Imai Hideaki, Konno Kenjiro, Nakamura Mitsunobu, Shimizu Tatsuya, Kubota Chisato, Seki Koji, Honda Fumiaki, Tomizawa Shinichiro, Tanaka Yukitaka, Hata Hidekazu, Saito Nobuhito
Department of Neurosurgery, Institute of Experimental Animal Research, Gunma University Graduate School of Medicine, Maebashi, Gunma, Japan.
J Neurosurg. 2006 Feb;104(2 Suppl):123-32. doi: 10.3171/ped.2006.104.2.123.
The purpose of this set of studies is to design a minimally invasive, reproducible stroke model in the gyrencephalic brain. This paper provides information on both surgical technique and methods of quantification of ischemic damage to both gray and white matter in the miniature pig.
Sixteen male miniature pigs were randomly divided into three groups and underwent transcranial surgery involving a frontotemporal approach with orbital rim osteotomy for permanent middle cerebral artery occlusion (MCAO; five animals), permanent internal carotid artery occlusion (ICAO; six animals), and a sham operation (five animals).
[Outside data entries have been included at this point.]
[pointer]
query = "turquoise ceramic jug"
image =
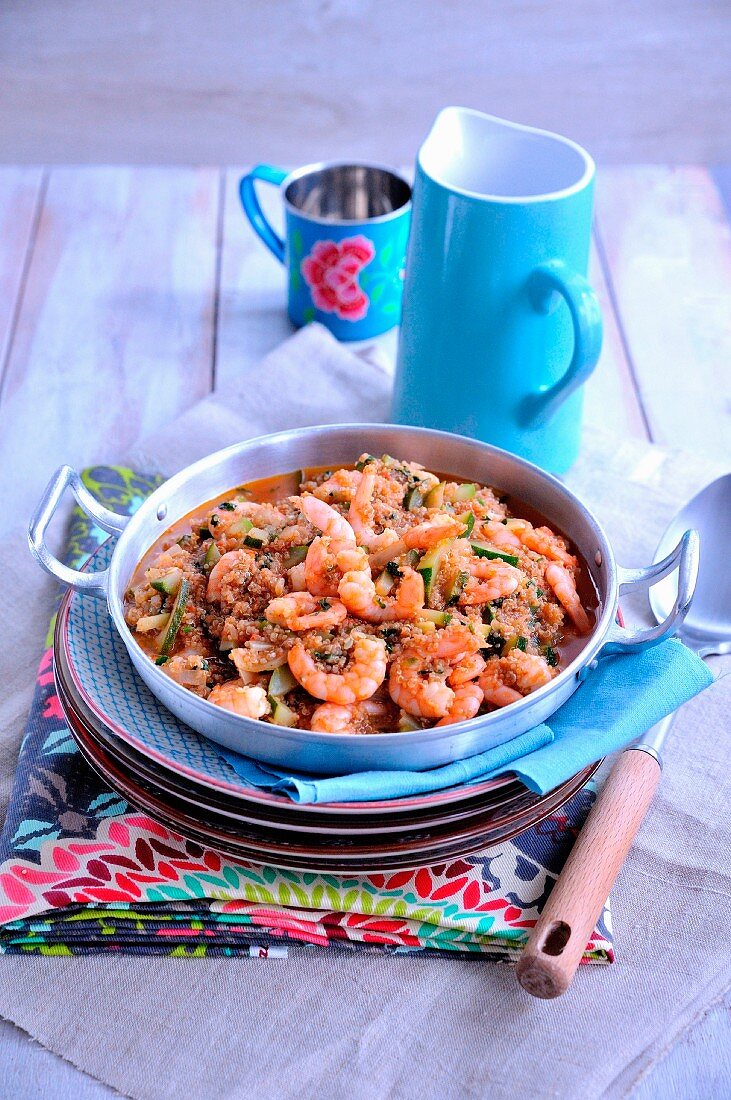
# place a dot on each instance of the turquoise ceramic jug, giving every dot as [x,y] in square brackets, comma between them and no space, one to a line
[499,326]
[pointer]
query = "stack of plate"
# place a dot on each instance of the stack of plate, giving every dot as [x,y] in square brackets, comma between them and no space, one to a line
[178,777]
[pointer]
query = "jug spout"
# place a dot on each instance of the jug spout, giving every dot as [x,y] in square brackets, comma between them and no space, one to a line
[483,156]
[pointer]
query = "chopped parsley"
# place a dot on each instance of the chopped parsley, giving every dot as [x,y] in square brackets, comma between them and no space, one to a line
[468,528]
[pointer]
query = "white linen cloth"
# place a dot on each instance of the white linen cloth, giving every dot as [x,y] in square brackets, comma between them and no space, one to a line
[328,1024]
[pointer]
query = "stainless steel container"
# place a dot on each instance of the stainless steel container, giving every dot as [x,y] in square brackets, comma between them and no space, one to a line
[339,754]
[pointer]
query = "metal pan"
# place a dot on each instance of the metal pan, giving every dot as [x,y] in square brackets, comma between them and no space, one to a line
[423,850]
[172,752]
[333,754]
[514,796]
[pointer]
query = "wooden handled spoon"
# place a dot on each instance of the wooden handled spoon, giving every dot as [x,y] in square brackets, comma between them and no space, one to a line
[558,939]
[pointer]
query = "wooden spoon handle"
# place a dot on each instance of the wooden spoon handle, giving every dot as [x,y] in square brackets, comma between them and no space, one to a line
[558,939]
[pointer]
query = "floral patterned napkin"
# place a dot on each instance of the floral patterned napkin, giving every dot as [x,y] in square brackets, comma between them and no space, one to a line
[82,871]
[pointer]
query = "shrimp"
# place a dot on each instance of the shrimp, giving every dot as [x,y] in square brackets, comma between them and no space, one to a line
[248,701]
[188,670]
[531,671]
[225,520]
[468,669]
[357,592]
[417,690]
[542,540]
[564,586]
[341,487]
[528,671]
[499,535]
[224,565]
[467,701]
[421,537]
[361,680]
[494,686]
[298,578]
[331,553]
[418,678]
[332,718]
[361,516]
[256,657]
[488,581]
[300,611]
[335,718]
[454,644]
[325,563]
[328,520]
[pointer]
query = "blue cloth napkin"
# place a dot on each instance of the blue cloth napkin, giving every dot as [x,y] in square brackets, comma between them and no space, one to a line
[619,701]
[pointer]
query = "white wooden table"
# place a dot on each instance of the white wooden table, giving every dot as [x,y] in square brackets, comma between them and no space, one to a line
[128,294]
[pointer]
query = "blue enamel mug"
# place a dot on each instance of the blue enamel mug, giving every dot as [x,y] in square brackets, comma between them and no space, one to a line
[345,233]
[500,328]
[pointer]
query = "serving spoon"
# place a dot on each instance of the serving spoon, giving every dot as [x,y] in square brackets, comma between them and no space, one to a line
[560,937]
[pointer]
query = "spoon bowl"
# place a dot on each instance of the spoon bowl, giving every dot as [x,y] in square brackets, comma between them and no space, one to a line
[707,627]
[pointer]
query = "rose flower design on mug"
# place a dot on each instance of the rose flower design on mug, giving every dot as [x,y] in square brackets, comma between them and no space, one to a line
[344,243]
[331,271]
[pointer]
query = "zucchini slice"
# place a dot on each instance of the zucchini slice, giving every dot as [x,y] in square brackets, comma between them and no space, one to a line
[148,623]
[455,586]
[484,551]
[280,682]
[439,618]
[169,634]
[168,584]
[212,554]
[412,499]
[435,496]
[242,526]
[468,529]
[385,582]
[283,715]
[429,565]
[256,538]
[465,492]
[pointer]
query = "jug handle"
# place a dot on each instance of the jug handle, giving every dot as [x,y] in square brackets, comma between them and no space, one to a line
[544,283]
[253,210]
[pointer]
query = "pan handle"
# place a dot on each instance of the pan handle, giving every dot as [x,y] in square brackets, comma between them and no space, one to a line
[65,477]
[685,559]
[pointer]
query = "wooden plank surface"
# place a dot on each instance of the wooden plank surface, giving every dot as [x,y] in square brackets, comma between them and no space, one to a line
[114,334]
[20,197]
[611,400]
[252,316]
[667,246]
[179,81]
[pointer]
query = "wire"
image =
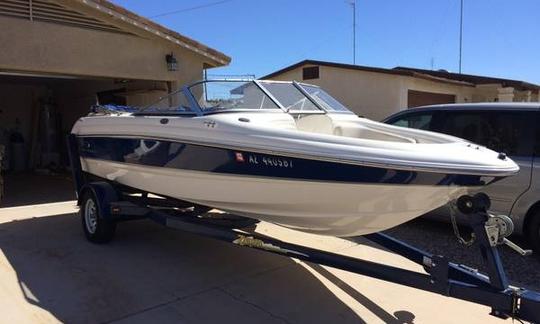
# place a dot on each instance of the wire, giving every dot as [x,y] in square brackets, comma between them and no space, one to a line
[211,4]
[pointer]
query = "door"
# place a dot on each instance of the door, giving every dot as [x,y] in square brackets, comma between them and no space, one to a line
[510,132]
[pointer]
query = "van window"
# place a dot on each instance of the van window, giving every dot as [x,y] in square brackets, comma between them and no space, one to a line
[418,121]
[502,131]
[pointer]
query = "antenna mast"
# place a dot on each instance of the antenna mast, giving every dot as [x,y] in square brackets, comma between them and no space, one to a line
[353,5]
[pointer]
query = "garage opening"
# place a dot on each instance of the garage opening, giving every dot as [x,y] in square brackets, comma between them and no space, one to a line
[36,115]
[423,98]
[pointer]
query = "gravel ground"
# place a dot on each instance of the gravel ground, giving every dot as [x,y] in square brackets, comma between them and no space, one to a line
[438,238]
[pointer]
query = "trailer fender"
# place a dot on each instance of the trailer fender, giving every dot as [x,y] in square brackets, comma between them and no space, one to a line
[104,193]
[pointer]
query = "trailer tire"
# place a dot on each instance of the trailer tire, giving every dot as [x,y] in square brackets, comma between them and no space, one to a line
[533,231]
[96,228]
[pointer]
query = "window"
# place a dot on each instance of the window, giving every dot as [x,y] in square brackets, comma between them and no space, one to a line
[502,131]
[324,100]
[311,72]
[418,121]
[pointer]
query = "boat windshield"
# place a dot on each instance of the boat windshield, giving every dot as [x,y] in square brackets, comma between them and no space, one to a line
[225,95]
[323,99]
[174,103]
[290,97]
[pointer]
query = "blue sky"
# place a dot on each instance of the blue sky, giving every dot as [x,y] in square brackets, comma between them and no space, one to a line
[501,37]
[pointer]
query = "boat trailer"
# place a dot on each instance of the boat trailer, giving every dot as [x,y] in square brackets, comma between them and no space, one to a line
[103,204]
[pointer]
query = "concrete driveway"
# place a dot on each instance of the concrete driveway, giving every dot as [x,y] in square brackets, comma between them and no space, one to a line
[50,273]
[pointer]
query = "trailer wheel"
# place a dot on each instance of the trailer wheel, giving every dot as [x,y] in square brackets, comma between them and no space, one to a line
[96,228]
[533,231]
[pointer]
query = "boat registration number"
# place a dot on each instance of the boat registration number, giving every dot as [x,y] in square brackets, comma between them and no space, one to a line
[270,161]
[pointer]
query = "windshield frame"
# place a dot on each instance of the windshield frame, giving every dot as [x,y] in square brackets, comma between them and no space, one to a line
[300,86]
[197,110]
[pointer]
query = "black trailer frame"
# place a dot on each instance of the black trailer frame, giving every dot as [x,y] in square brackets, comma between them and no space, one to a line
[117,203]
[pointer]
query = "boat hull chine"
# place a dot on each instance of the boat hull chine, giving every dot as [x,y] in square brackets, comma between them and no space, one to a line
[324,207]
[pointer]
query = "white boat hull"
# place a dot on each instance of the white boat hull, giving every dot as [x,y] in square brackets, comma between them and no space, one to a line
[322,207]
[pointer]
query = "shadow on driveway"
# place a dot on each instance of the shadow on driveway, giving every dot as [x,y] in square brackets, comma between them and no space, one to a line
[150,273]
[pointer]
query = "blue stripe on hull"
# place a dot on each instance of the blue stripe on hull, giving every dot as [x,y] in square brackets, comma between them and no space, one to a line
[228,161]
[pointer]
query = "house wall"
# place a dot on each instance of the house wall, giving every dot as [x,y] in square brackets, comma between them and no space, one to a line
[40,47]
[371,94]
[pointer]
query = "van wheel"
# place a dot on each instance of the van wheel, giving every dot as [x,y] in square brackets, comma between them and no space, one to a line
[533,231]
[96,228]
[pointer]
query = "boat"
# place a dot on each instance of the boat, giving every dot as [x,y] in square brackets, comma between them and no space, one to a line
[282,152]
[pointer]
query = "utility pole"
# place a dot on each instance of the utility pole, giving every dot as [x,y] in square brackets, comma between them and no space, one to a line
[460,35]
[353,5]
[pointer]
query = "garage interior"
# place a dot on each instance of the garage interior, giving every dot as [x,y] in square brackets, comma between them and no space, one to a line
[60,57]
[36,115]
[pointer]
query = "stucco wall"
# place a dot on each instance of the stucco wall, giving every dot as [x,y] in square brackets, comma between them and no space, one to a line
[375,95]
[41,47]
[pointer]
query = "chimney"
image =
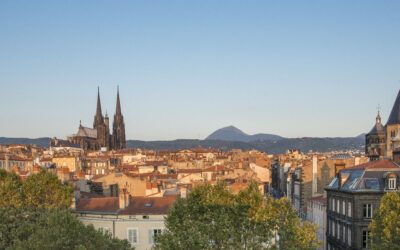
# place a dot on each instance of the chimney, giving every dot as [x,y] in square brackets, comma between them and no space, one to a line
[314,175]
[123,199]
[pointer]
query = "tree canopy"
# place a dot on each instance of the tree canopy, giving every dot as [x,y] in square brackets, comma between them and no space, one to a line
[23,228]
[34,215]
[41,190]
[212,217]
[385,225]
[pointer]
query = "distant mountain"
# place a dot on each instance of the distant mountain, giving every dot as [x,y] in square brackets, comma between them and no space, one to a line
[275,145]
[42,142]
[232,133]
[272,147]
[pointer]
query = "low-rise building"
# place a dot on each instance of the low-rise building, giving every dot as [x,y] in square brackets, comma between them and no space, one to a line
[353,196]
[136,219]
[316,213]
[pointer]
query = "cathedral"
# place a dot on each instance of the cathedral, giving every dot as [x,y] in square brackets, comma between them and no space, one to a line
[383,141]
[99,136]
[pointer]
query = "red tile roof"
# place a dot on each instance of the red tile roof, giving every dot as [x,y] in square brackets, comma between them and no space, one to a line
[137,205]
[147,205]
[98,205]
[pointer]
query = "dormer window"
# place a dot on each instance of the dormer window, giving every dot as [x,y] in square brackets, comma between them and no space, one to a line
[390,180]
[392,183]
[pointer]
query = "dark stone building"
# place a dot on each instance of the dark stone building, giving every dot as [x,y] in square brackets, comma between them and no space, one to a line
[353,196]
[99,136]
[382,141]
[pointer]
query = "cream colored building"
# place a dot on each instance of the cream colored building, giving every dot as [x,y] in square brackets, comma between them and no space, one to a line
[73,163]
[138,220]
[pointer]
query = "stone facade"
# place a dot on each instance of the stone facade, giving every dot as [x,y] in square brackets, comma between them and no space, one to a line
[353,196]
[99,136]
[381,141]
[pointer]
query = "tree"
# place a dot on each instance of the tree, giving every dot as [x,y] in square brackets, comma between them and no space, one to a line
[51,229]
[292,232]
[212,217]
[44,190]
[385,225]
[10,189]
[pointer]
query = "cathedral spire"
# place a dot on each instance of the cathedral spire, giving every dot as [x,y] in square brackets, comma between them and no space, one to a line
[118,109]
[378,117]
[394,117]
[98,109]
[98,119]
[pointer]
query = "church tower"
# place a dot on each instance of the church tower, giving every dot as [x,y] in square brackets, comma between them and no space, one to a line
[101,126]
[119,140]
[393,127]
[375,142]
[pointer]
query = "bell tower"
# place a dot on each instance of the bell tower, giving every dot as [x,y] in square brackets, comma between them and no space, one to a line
[119,140]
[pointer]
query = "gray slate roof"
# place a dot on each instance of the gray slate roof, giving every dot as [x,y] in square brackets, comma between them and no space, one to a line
[394,117]
[87,132]
[365,178]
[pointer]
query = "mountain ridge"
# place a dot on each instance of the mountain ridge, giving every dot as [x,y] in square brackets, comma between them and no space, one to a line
[232,133]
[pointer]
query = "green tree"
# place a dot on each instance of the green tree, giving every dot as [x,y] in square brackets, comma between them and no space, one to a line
[44,190]
[212,217]
[385,225]
[45,229]
[292,232]
[10,189]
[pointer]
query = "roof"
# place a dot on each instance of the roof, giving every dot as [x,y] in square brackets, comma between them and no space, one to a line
[86,132]
[365,177]
[394,117]
[381,164]
[377,129]
[149,205]
[319,199]
[98,205]
[137,205]
[189,170]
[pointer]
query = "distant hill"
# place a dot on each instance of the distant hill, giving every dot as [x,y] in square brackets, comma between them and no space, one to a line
[232,133]
[42,142]
[272,147]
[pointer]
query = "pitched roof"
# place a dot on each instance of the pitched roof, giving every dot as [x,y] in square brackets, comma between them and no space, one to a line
[86,132]
[149,205]
[394,117]
[98,205]
[137,205]
[381,164]
[365,177]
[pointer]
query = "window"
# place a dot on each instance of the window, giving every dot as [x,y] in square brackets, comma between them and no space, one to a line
[392,183]
[366,239]
[132,235]
[349,209]
[344,207]
[153,233]
[349,236]
[338,206]
[329,227]
[105,230]
[367,211]
[334,229]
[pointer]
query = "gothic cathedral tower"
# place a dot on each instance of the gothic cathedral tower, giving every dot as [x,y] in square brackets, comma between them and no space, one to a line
[118,136]
[101,125]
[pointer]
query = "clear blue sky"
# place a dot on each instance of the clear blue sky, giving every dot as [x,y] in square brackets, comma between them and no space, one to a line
[186,68]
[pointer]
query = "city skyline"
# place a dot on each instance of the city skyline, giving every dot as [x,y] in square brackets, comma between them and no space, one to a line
[186,69]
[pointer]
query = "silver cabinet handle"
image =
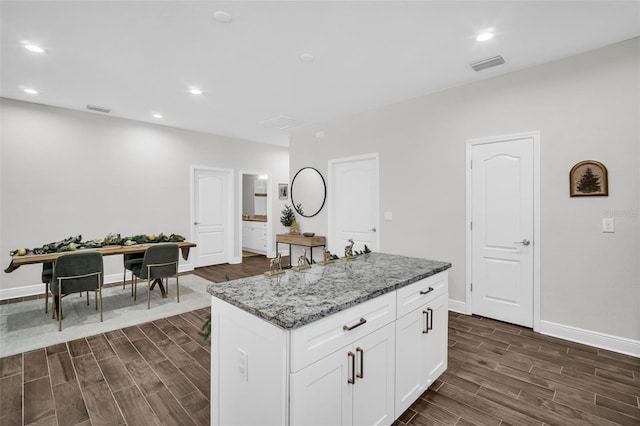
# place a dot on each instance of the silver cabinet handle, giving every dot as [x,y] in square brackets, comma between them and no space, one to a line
[351,327]
[360,351]
[427,291]
[352,359]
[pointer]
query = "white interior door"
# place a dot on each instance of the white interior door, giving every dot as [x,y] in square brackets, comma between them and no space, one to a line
[211,216]
[502,190]
[353,203]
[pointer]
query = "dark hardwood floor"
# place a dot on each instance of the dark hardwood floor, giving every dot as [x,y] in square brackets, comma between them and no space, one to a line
[250,266]
[502,374]
[158,373]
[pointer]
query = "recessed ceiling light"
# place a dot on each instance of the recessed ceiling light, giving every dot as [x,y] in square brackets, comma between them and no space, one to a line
[34,48]
[222,16]
[307,57]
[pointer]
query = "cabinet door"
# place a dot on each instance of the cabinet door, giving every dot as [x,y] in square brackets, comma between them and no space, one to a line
[410,363]
[373,396]
[320,393]
[435,343]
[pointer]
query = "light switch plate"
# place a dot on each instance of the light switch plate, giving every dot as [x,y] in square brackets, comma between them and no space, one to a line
[608,224]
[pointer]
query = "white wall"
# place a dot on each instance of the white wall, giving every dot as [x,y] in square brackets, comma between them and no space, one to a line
[585,107]
[66,173]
Histological mapping and magnetic resonance (MR) imaging were used to delineate the areas of ischemic damage. The volumes of infarction measured directly from MR images were 16.2 +/- 1.1, 1.5 +/- 0.5, and 0.0 +/- 0.0 cm3 (mean +/- standard deviation [SD], p < 0.001) in the MCAO, ICAO, and sham-operated groups, respectively. The areas of ischemia identified through histological analysis and MR imaging showed a good correlation (r2 = 0.86, p < 0.0001). Immunohistochemical staining with an amyloid precursor protein (APP) antibody was used to evaluate axonal damage and calculate a total APP score for axonal damage of 44.8 +/- 2.9 in the MCAO, 13.2 +/- 6.6 in the ICAO, and 0.0 +/- 0.0 (mean +/- SD, p < 0.002) in the sham-operated animals.
This new model of focal cerebral ischemia induces a reproducible amount of ischemic damage in both gray and white matter, and has significant utility for studies of the pathophysiology of ischemia in the gyrencephalic brain and for assessment of the therapeutic efficacy of drugs prior to the initiation of human clinical trials.
本系列研究的目的是在脑回脑构建一种微创、可重复的中风模型。本文提供了小型猪脑缺血性损伤的手术技术及灰质和白质损伤定量方法的相关信息。
16只雄性小型猪随机分为三组,接受经颅手术,采用额颞入路并眶缘截骨术以永久性大脑中动脉闭塞(MCAO;5只动物)、永久性颈内动脉闭塞(ICAO;6只动物)以及假手术(5只动物)。组织学绘图和磁共振(MR)成像用于描绘缺血损伤区域。分别从MR图像直接测量的梗死体积在MCAO组、ICAO组和假手术组中为16.2±1.1、1.5±0.5和0.0±0.0 cm³(均值±标准差[SD],p<0.001)。通过组织学分析和MR成像确定的缺血区域显示出良好的相关性(r² = 0.86,p<0.0001)。使用淀粉样前体蛋白(APP)抗体进行免疫组织化学染色以评估轴突损伤,并计算轴突损伤的总APP评分为:MCAO组44.8±2.9,ICAO组13.2±6.6,假手术动物组为0.0±0.0(均值±SD,p<0.002)。
这种新型局灶性脑缺血模型在灰质和白质中均可诱导出可重复的缺血性损伤量,对于脑回脑缺血病理生理学研究以及在人类临床试验启动前评估药物治疗效果具有重要作用。